God, guide us, please. Heal us, keep us safe, and make us well now and always. In your name, I pray. Amen.

Post-a-day 2026

Sweet Emotions

My husband came home for about thirty hours yesterday afternoon. It was a really good time being together as a family for a short while. When I dropped him off at the airport this afternoon, though, I totally broke down crying as I drove away. It was very unexpected, though I wasn’t too surprised. I’m tired to start, so my emotions are quickly to respond in general. Then I’m in a very difficult situation of being almost entirely on my own with our baby for eight+ months, to now, another three months of being fully on my own with her. It sucks. I want to be with my husband. And that isn’t an option right now. And that really sucks.

Post-a-day 2026

Home

It’s only for about 30 hours, but my husband is home. And I am relieved to have him here. Yes, it is annoying to have him ask a bunch of questions because he doesn’t know how to do something normal for our daily life (because he doesn’t get to be a part of our daily life right now), or when he’s frustrated the house isn’t in better condition, or whatever. It’s always going to be hard to have someone living separately come join in one’s routine and daily flow of life. And it’s also hard in its own way when that is someone who is supposed to be part of that daily life and routine already, but can’t be right now. But that’s just our current situation. It will improve as he progresses with his training and as his work schedule develops with each stage of things. For now, we live apart. And we get the immense blessing of having him physically here with us in our home, all of us together tonight and tomorrow.

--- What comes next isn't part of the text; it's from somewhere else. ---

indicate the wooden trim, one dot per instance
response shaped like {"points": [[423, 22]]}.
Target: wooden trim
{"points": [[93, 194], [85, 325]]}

Thank you, God. Please, keep us safe, make us well and whole, and heal our ailments expediently. In your name, I pray. Amen.

Post-a-day 2026

Goodnight, Moon

My daughter has, somehow, discovered the book Goodnight Moon from her collection of a bagillion board books, and determined that she wants to read it each night in bed.

This was fully her own doing, by the way.

How wild(?!)…haha

Thank you, God. Please, keep us all safe and heal my husband. In your name, I pray.

Post-a-day 2026

Hard times

It is interesting how difficult it can be to discuss calmly things that bother us, especially when it comes to family and family-in-law. Even if we agree on something, it can be hard to hear when it comes from another. And it can be painful to speak up or to speak honestly when we know it will land with difficulty. Even if we agree on the whole.

And having stress in place and a lack of sleep before we even get started with these conversations makes for even harder conversations.

God, guide us gently, please. Help us to be the people you made us to be. Keep us safe and whole and well. In your name, I pray. Amen.